Tacoma has taken another step in its land use reform process to equitably house people and undo a legacy of exclusionary zoning. Home In Tacoma — an equitable affordable housing strategy — advanced beyond the Tacoma Planning Commission last week on a 6-3 vote in favor of recommendation. A chief piece of the recommendation is a deep revision to the future land use map — an element of the city’s comprehensive plan — affecting single-family and multifamily zoned areas of the city.
The commission also recommended that the Home In Tacoma project be phased in two parts, slowing down the timeline a bit and making the reforms more digestible. Under the phased approach, comprehensive plan changes and some near-term land use code and programmatic changes would be adopted in the first phase. Deeper land use code policies and zoning changes would follow in the second phase.
The planning commission’s recommended map revisions are essentially a hybrid of two map alternatives shared with the public in March and April. The recommended map would still direct land use and zoning changes for all areas zoned single-family and multifamily in Tacoma (all other zoned and designated areas are excluded from changes). If adopted, this would essentially end the concept of single-family zones in the city in both name and regulation. Single-family areas would be redesignated and rezoned to Low-Scale Residential or Mid-Scale Residential zoning types, which would permit a mix of housing types like duplexes, rowhouses, and apartments.
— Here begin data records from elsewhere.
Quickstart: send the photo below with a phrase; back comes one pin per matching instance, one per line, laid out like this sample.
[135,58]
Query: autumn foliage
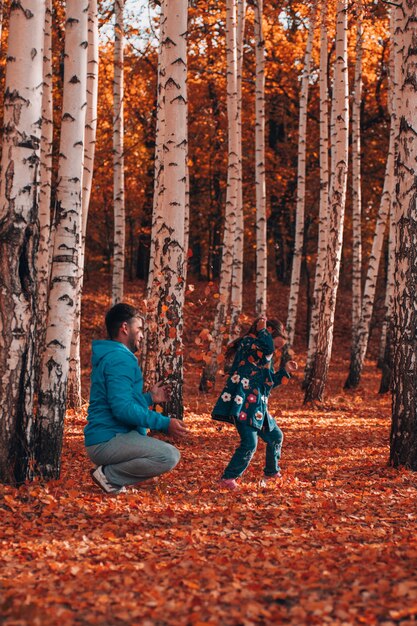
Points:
[333,543]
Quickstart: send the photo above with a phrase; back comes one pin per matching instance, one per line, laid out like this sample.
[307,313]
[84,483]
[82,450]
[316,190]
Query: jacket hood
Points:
[102,347]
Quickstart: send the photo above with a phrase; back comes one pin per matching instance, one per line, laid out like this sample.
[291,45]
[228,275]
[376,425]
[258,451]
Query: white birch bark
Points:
[357,180]
[43,255]
[403,448]
[223,305]
[337,200]
[260,179]
[324,190]
[360,346]
[19,235]
[74,398]
[237,272]
[65,274]
[118,156]
[394,102]
[149,355]
[301,185]
[168,286]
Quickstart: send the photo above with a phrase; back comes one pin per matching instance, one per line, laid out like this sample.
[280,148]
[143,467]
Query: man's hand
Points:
[160,393]
[176,429]
[291,366]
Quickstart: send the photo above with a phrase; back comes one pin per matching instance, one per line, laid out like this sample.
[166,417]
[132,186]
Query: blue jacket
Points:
[117,403]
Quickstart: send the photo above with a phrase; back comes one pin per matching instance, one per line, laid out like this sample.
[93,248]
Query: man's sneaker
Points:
[229,483]
[100,479]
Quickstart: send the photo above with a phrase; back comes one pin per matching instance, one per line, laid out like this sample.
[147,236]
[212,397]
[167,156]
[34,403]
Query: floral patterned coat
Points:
[251,378]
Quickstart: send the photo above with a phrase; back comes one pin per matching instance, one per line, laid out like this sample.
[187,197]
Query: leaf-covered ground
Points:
[334,543]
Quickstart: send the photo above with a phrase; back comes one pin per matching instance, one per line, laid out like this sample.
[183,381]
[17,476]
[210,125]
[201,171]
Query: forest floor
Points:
[333,543]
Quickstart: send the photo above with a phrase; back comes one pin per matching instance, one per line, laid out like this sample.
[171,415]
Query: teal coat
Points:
[117,402]
[251,378]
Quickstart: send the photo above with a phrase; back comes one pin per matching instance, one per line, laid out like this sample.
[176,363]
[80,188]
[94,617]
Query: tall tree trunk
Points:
[337,199]
[149,355]
[168,286]
[385,352]
[237,273]
[360,345]
[324,192]
[1,20]
[301,185]
[223,303]
[74,397]
[19,235]
[65,274]
[356,180]
[43,255]
[118,157]
[403,449]
[260,179]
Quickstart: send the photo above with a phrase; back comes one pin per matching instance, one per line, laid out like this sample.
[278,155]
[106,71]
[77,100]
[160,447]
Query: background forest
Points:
[335,542]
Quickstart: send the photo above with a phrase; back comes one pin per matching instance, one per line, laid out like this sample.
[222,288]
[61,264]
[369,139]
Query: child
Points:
[244,400]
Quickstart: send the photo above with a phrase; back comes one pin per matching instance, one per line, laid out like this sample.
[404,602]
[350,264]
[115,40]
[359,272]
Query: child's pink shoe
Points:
[271,480]
[229,483]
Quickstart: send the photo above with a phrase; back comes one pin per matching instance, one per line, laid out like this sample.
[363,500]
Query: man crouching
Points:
[119,415]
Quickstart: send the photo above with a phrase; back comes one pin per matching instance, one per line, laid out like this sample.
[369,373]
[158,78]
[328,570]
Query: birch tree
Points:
[326,301]
[356,180]
[118,156]
[65,273]
[403,449]
[395,63]
[260,182]
[168,284]
[74,399]
[223,303]
[19,234]
[301,185]
[237,269]
[324,190]
[43,255]
[360,344]
[1,19]
[149,355]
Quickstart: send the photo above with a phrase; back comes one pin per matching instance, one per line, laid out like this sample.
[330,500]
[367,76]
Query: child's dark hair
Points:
[118,314]
[275,327]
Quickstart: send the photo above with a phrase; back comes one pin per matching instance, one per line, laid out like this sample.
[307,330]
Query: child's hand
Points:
[291,366]
[261,324]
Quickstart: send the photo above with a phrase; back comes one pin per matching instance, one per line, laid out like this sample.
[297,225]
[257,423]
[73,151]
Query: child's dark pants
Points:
[248,442]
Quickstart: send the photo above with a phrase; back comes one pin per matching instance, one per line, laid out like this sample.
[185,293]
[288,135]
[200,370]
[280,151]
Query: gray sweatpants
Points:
[130,458]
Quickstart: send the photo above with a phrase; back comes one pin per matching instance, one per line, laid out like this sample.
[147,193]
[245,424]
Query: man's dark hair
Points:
[118,314]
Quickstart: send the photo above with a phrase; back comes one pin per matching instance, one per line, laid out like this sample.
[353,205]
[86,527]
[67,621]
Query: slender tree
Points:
[260,182]
[403,450]
[361,337]
[168,285]
[118,156]
[43,254]
[326,302]
[237,270]
[223,303]
[301,185]
[357,180]
[74,398]
[385,353]
[149,356]
[324,191]
[65,273]
[19,234]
Low-Density Multifamily areas would also get a boost to Mid-Scale Residential, a more intensive land use designation than the current one.

The planning commission received extensive feedback on the initial map alternatives released in March with about 900 comment submissions. Responding to this, the planning commission wanted to refocus the most intensive map changes within one to two blocks around neighborhood centers, transit corridors, and other main corridors. The commission toyed with several hybrid alternatives before settling on the recommended map last week. As a result, the recommended map generally connects Mid-Scale Residential areas by way of main corridors in a grid-like fashion. In between, Low-Scale Residential predominates as the primary land use designation. Overall, this shakes out as something like 65% Low-Scale Residential and 35% Mid-Scale Residential.